American and European officials on Tuesday joined some Somali residents in expressing dismay over comments from Somalia's president that called on foreign military allies to stop twin advances against Islamic insurgents.
The remarks called into question President Sheik Sharif Sheik Ahmed's commitment to fighting his former allies _ Islamist militants.
Ahmed on Monday publicly told Kenya to halt its military advance in southern Somalia. Diplomats say he also privately asked African Union troops not to move beyond the Deynile neighborhood of Mogadishu, where they are fighting al-Shabab militants for control.
The dual offensives have forced the al-Qaida-linked al-Shabab to defend itself on two fronts and helped put the weak U.N.-backed Somali government in its strongest position in years. The government, backed by 9,000 African Union soldiers, now holds almost all the capital.
A U.S. official said there was concern and dismay over Ahmed's comments. The official spoke on condition of anonymity because he is not authorized to speak to the press.
Officially, both African Union and Kenyan officials are tightlipped in their response to Ahmed.
"We are not responding to him in the media," said Kenyan government spokesman Alfred Mutua. He said the speech would not change Kenya's military plans in southern Somalia, which aim to capture the port city of Kismayo, the main source of revenues for the insurgency.
Kenyan troops drove across the barren scrubland of the Kenya-Somalia border earlier this month after a string of kidnappings by Somali gunmen on Kenyan territory. Kenya's government has been calling for more than two years for a buffer state to be established along the border to help improve security.
On Tuesday, gunmen kidnapped a 32-year-old American woman, a 60-year-old Danish man and their Somali colleague working for the Danish Demining Group in the northern Somali town of Galkayo.
A spokesman for the African Union force, Lt. Col. Paddy Ankunda, declined to comment on the reports that Ahmed had asked the AU troops to stop their advance.
American and European officials in Nairobi said they were dismayed by the president's remarks, although they declined to be named because the matter was diplomatically sensitive. The U.S. and the EU are the two biggest financial contributors to the AU mission. Neither is directly financially supporting the Kenyan operation although Kenya receives military aid from both powers.
Not all Somalis welcomed his comments, either.
"If he does not want Kenya's help does he want al-Shabab to stay on?" asked Hakima Abdi, a teacher from Kismayo who fled when militants banned her from teaching at her school. "That kind of comment is moving us toward further fighting and lack of genuine government. My view is that we need all help from the world to eliminate the ruthless al-Shabab."

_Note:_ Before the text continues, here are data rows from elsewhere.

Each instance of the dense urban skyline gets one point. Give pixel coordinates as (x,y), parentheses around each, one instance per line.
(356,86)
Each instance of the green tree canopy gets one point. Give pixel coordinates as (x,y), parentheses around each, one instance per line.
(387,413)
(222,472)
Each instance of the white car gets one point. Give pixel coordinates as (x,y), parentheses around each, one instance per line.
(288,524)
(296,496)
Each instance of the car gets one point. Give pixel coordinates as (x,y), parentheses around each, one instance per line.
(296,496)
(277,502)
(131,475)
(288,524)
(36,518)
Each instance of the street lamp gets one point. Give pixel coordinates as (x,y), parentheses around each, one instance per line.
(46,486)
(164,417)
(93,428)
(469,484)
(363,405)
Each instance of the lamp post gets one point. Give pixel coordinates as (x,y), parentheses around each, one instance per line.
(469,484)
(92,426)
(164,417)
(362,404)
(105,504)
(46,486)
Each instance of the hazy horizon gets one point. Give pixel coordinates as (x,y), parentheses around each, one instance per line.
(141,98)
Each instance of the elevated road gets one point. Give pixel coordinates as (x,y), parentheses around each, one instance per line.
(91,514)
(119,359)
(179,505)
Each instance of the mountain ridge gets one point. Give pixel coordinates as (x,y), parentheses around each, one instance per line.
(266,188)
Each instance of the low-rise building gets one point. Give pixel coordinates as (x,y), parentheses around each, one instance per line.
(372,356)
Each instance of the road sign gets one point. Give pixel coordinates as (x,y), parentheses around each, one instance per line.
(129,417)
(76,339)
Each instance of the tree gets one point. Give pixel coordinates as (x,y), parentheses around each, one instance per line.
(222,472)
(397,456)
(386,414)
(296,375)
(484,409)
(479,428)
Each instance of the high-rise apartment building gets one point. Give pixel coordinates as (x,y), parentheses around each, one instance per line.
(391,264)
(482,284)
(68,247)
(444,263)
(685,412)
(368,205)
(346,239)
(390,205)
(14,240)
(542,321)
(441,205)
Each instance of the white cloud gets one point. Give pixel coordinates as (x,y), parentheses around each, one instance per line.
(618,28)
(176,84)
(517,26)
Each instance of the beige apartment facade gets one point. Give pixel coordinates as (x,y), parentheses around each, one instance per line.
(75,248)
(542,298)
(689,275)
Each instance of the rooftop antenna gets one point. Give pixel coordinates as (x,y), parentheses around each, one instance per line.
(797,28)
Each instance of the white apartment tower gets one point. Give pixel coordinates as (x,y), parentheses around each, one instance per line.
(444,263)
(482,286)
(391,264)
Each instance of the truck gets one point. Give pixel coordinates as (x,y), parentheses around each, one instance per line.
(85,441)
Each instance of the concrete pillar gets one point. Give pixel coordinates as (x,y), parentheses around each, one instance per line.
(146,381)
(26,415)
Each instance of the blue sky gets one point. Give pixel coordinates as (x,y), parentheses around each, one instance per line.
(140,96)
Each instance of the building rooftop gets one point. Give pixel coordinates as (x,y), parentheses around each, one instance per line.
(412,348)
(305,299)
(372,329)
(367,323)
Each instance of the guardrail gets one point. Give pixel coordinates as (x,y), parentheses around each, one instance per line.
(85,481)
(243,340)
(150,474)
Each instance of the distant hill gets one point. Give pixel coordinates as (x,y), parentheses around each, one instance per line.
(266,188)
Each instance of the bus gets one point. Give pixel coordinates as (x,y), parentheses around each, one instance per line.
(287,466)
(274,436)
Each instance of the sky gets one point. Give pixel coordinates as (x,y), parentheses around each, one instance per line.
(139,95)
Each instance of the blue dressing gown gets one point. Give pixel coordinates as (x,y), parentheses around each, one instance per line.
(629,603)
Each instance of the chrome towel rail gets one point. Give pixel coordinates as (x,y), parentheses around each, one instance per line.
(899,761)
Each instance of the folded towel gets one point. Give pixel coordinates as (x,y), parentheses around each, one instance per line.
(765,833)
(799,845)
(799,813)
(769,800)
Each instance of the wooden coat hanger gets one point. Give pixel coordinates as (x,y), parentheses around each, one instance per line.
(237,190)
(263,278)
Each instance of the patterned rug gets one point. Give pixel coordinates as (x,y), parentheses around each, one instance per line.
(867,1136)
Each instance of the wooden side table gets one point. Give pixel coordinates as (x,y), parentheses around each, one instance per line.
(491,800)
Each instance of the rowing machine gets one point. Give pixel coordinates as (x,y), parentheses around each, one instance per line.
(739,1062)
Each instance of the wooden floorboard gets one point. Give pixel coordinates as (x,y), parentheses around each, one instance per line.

Ahmed's words seemed to contradict an agreement between the Kenyan and the Somali government last week to coordinate their security operations, a British official said.
They also appeared to catch his Cabinet by surprise. A senior Somali official said Somalia's American-educated prime minister was not consulted before Ahmed spoke, but the official speculated that the president might be trying to take a popular public stand amid concerns that Kenyan bombing raids are causing civilian casualties and damaging Kismayo's port.
Ahmed is a quietly spoken former teacher who rose to become an insurgent leader by fighting Ethiopian troops who invaded Somalia in 2006. He joined the government two years ago as part of a peace deal and many officials speculate he is under pressure to demonstrate to his political base _ conservative politicians backed by Middle Eastern nations _ that he can control the Kenya advance.
Burundian soldiers have been fighting hard to take Deynile, and lost between 30 and 50 soldiers in a single day last week, a Somali official said. The AU has only publicly acknowledged 10 deaths, but the fighting is continuing.
At least 95 Burundian troops have been wounded, a security official told The Associated Press from Mogadishu.
On Monday, al-Shabab published a statement claiming to have killed 150 Burundians and calling on them to leave the country. The group routinely exaggerates the number of soldiers it has killed.
After taking Deynile, AU soldiers would most likely press on toward the heavily populated Afgoye corridor, home to one of the world's largest camps of displaced people and an al-Shabab command headquarters. As long as al-Shabab controls that territory, it can still launch suicide attacks on the capital.
The reason for the president's request to halt the AU advance was unclear. He is believed to be in talks with some al-Shabab leaders, one Nairobi-based official said. The government has long invited insurgent leaders to hold peace talks, but more are said to be coming forward now as the military pressure increases.